A full-color, 8-1/2 by 11-inch campaign flyer arrived in my mailbox the other day from a Republican state legislator who really wants constituents to know he voted to raise teachers’ pay. The message is repeated front and back.
A few days later, a TV station ran back-to-back nearly identical campaign commercials for two Republican legislators. Same words, same pictures, same message: Teachers got a pay raise.
See how Republicans run. In 2016, from Gov. Pat McCrory to a few GOP legislators in competitive districts, Republicans are running on their two pay-raise votes over the past two years — and on their tax cuts.
Incumbents, of course, have the advantage, and the burden, of running on their records. In this campaign, Republicans do not go out of their way to remind voters about the vast changes in public education policy since winning control of the General Assembly in 2010. Here are some major budget and policy decisions Republicans made that have expanded, and intensified, the great debate in North Carolina over preK-12 education:
- The Read to Achieve program mandates that schools bring third graders up to grade level in reading, or students must repeat the grade. There is a wide consensus that reading by third grade makes sense. At first the legislation mandated a burdensome battery of tests, which lawmakers subsequently modified. The legislature also has offered bonuses to third-grade teachers, but not to kindergarten, first- and second-grade teachers whose work contributes to hitting the third-grade standard.

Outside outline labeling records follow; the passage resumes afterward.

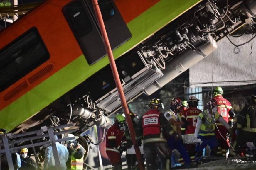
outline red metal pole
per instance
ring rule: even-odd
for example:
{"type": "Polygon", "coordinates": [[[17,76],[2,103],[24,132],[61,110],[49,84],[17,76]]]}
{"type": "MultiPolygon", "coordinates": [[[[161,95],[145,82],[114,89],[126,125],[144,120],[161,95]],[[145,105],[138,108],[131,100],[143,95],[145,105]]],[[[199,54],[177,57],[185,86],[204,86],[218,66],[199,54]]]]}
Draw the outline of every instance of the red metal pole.
{"type": "Polygon", "coordinates": [[[123,91],[123,88],[120,81],[120,79],[119,78],[118,73],[117,72],[117,69],[116,65],[116,63],[115,62],[114,59],[114,57],[113,56],[113,53],[112,53],[109,41],[108,40],[108,38],[107,34],[106,28],[105,28],[105,25],[103,21],[103,19],[101,15],[101,13],[100,12],[99,4],[98,4],[98,1],[97,0],[92,0],[92,2],[93,5],[94,11],[96,14],[97,20],[100,26],[101,35],[103,38],[106,50],[107,51],[108,56],[108,59],[110,63],[111,69],[112,70],[113,76],[114,76],[116,85],[117,86],[117,90],[118,91],[119,97],[120,97],[121,103],[122,103],[122,106],[124,111],[124,114],[125,115],[126,122],[131,134],[132,143],[133,144],[133,146],[135,149],[135,152],[136,153],[136,156],[139,166],[139,168],[141,170],[144,170],[145,167],[144,166],[144,162],[143,162],[143,163],[142,163],[140,151],[139,150],[139,146],[137,144],[137,142],[135,139],[135,131],[134,130],[134,128],[133,128],[133,125],[132,121],[132,119],[130,116],[129,109],[128,109],[128,107],[127,106],[127,103],[126,103],[126,100],[125,99],[124,94],[123,91]]]}

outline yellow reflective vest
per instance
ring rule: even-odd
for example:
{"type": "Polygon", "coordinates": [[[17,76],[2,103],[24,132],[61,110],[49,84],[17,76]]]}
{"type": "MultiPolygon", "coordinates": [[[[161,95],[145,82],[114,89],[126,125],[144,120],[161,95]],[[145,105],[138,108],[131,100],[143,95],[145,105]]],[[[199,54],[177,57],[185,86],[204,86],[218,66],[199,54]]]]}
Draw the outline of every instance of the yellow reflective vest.
{"type": "Polygon", "coordinates": [[[198,133],[198,135],[201,136],[213,136],[215,135],[216,125],[213,118],[214,117],[215,121],[217,121],[220,117],[220,115],[218,112],[216,112],[211,118],[209,119],[207,116],[207,113],[209,111],[208,109],[206,109],[198,115],[198,119],[202,120],[202,124],[198,133]]]}
{"type": "Polygon", "coordinates": [[[72,152],[71,154],[71,162],[70,169],[71,170],[82,170],[83,166],[84,164],[83,155],[85,154],[85,150],[79,144],[77,147],[76,150],[78,149],[82,149],[83,151],[83,156],[80,159],[76,159],[74,157],[74,154],[76,151],[72,152]],[[82,148],[81,148],[81,147],[82,148]]]}

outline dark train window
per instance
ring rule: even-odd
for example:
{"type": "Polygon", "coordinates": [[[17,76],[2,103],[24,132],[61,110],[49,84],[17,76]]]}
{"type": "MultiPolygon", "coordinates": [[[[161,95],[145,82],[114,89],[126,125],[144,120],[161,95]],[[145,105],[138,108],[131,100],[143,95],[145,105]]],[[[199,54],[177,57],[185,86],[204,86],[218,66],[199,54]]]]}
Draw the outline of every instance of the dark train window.
{"type": "Polygon", "coordinates": [[[50,58],[36,27],[33,27],[0,50],[0,91],[50,58]]]}
{"type": "Polygon", "coordinates": [[[85,4],[79,1],[75,1],[69,4],[65,9],[67,17],[70,25],[79,37],[83,37],[92,29],[92,25],[85,11],[85,4]]]}
{"type": "MultiPolygon", "coordinates": [[[[94,9],[91,0],[85,0],[87,2],[92,13],[95,15],[94,14],[94,9]]],[[[98,4],[100,6],[103,21],[104,21],[110,19],[115,14],[115,10],[110,0],[98,0],[98,4]]]]}
{"type": "Polygon", "coordinates": [[[99,0],[98,3],[104,21],[107,20],[115,14],[115,10],[110,1],[99,0]]]}

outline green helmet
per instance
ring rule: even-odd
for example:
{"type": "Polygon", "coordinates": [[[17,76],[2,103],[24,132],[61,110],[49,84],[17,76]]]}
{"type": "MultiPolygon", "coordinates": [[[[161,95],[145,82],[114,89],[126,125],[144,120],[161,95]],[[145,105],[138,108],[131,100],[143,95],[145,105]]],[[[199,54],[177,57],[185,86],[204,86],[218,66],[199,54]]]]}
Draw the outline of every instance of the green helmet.
{"type": "Polygon", "coordinates": [[[220,87],[216,87],[213,89],[213,93],[215,96],[217,95],[222,95],[223,94],[223,90],[220,87]]]}
{"type": "Polygon", "coordinates": [[[115,120],[118,121],[119,122],[123,122],[125,121],[125,118],[122,115],[117,115],[115,116],[115,120]]]}
{"type": "Polygon", "coordinates": [[[147,104],[149,106],[149,107],[155,107],[157,108],[159,107],[162,108],[163,109],[164,108],[164,105],[161,102],[161,101],[158,98],[153,98],[150,101],[149,104],[147,104]]]}
{"type": "Polygon", "coordinates": [[[181,103],[182,103],[182,105],[183,106],[185,107],[187,107],[188,106],[188,103],[186,100],[183,100],[182,101],[181,103]]]}

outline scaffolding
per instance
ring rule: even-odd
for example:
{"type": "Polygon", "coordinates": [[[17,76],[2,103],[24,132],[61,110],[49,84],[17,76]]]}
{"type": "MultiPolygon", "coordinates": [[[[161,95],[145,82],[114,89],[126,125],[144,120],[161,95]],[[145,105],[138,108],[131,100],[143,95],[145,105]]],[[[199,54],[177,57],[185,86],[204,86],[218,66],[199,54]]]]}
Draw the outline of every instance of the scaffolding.
{"type": "MultiPolygon", "coordinates": [[[[2,134],[0,135],[0,140],[2,141],[2,142],[0,143],[0,149],[0,149],[0,154],[4,153],[6,154],[9,169],[14,170],[14,169],[11,157],[12,153],[16,153],[23,148],[32,148],[36,164],[39,167],[40,163],[37,157],[36,156],[36,154],[35,147],[39,146],[46,147],[51,146],[56,169],[61,169],[59,159],[59,155],[56,147],[56,142],[75,139],[75,137],[72,137],[55,140],[54,138],[54,135],[70,133],[77,130],[78,129],[76,128],[71,130],[65,130],[55,132],[54,131],[58,129],[73,126],[74,125],[73,123],[72,123],[54,127],[43,126],[42,127],[40,130],[29,132],[23,133],[15,135],[13,135],[12,133],[8,133],[6,135],[2,134]],[[31,136],[33,136],[31,137],[31,136]],[[46,137],[49,137],[50,140],[36,143],[33,143],[32,142],[33,140],[40,139],[46,137]],[[17,139],[15,140],[16,139],[17,139]],[[11,141],[10,140],[12,140],[11,141]],[[30,141],[31,144],[18,147],[14,147],[15,144],[20,143],[26,141],[30,141]],[[3,146],[4,147],[4,149],[1,149],[3,146]]],[[[1,156],[0,156],[0,170],[1,170],[1,156]]]]}

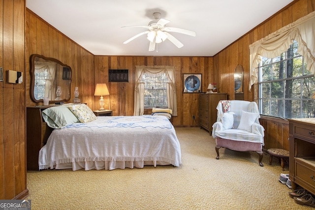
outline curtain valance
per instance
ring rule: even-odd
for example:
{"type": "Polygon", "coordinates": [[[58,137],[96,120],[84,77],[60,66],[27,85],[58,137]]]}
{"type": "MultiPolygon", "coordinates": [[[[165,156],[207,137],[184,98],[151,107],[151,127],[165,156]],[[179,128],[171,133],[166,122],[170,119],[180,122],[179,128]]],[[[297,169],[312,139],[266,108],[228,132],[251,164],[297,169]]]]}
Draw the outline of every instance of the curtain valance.
{"type": "Polygon", "coordinates": [[[172,110],[173,116],[177,116],[177,101],[175,85],[175,70],[171,66],[136,66],[136,84],[134,87],[134,116],[142,115],[144,111],[144,84],[141,82],[142,75],[159,76],[165,74],[169,83],[166,86],[168,108],[172,110]]]}
{"type": "Polygon", "coordinates": [[[273,58],[286,51],[295,40],[297,52],[307,62],[307,69],[315,73],[315,11],[250,45],[250,78],[249,90],[258,81],[256,68],[262,57],[273,58]]]}

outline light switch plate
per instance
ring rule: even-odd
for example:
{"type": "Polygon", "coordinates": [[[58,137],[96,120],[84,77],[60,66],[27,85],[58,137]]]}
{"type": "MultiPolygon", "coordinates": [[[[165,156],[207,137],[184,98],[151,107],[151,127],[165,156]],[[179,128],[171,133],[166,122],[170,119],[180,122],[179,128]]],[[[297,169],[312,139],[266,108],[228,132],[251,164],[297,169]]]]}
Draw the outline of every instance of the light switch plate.
{"type": "Polygon", "coordinates": [[[8,70],[8,83],[21,84],[23,82],[23,72],[8,70]]]}

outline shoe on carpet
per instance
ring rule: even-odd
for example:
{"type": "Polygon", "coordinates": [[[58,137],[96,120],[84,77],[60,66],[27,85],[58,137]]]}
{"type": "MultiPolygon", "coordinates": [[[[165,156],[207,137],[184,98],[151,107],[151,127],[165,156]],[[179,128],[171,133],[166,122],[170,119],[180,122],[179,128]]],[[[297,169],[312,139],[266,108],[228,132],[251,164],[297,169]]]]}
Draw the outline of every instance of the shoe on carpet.
{"type": "Polygon", "coordinates": [[[292,189],[292,183],[291,182],[291,180],[289,179],[287,179],[287,181],[286,181],[286,183],[285,183],[286,186],[290,189],[292,189]]]}
{"type": "Polygon", "coordinates": [[[301,198],[294,197],[293,198],[294,199],[294,202],[298,204],[315,207],[315,199],[314,199],[313,196],[310,194],[304,195],[301,198]]]}
{"type": "Polygon", "coordinates": [[[286,183],[287,180],[289,179],[289,175],[285,174],[281,174],[280,177],[279,177],[279,181],[284,184],[286,183]]]}
{"type": "Polygon", "coordinates": [[[307,194],[308,194],[308,191],[304,189],[298,189],[293,190],[292,192],[289,192],[289,195],[291,198],[293,198],[294,197],[301,198],[307,194]]]}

- The legislature has also instituted a scheme to grade public schools A through F. Instead of giving parents in-depth information about the quality of teachers and factors not detected by standardized tests, the grades tell more about the student composition of a school. Most A and B schools have a high concentration of children from affluent families; most D and F schools have clusters of children who live in poverty or near-poverty.
- Publicly funded charter schools pre-date the Republican majority, but GOP lawmakers lifted the 100-limit on the number of charters. Now the state has 167 charter schools with an increase to 180 expected in 2017-18, thus opening more slots for students to depart traditional public schools. It turns out that charter schools, in aggregate, have A and B, as well as D and F, schools, much like traditional public schools. And there is evidence that charter schools have contributed to further racial and socio-economic segregation. Eight charter schools, which receive public money, have reported having no low-income students last year. The Public School Forum describes 45 percent of North Carolina charters as “schools of privilege,’’ with enrollment of low income students at 25 percent or below.
- The Republican majority instituted state-funded vouchers for students who attend private schools, including schools run by religious institutions. The vouchers are called opportunity scholarship for children of relatively low-income households. The legislature has not required the kind of reporting of data that would enable an assessment of whether voucher-funded students get a sound basic education as required by North Carolina law.
- The legislature enacted, and McCrory signed, legislation to abolish the career-status system for teachers, popularly known as “tenure.” The courts said career status could not be taken away from teachers who had earned it.
- Republican lawmakers removed all state funding, thus abolishing, the widely-hailed Teaching Fellows Program that offered college scholarships to young adults who promised to spend four years or more in the classroom.
The list of initiatives goes on: A robust plan to expand digital technology in schools, a mandate to the University of North Carolina to create eight “laboratory’’ schools near campuses, an effort to retreat from the Common Core, meager raises for principals with so many schools in need of strong leadership, and running in place on preK. There is much for Democrats and Republicans to debate, as they should.
But the debate ought to be about more than the pay raises, and whether “the average teacher will make more than $50,000,” as the Republican legislator’s flyer asserts. To look at the GOP initiatives since 2010 is to see a breath-taking array of measures that distinctly shift state education policy — that turn toward more parental choice and steer away from decades of step-by-step enhancements to public education.
Elections are about issues and about candidates’ character and ability to govern. Elections are also about candidates seeking consent from the electorate. The 2016 elections ought to allow voters to decide whether to consent to the full agenda pursued by Republicans over the past five years, or to consent to a new agenda defined by Democrat Roy Cooper and Democratic legislators to take the state in another direction.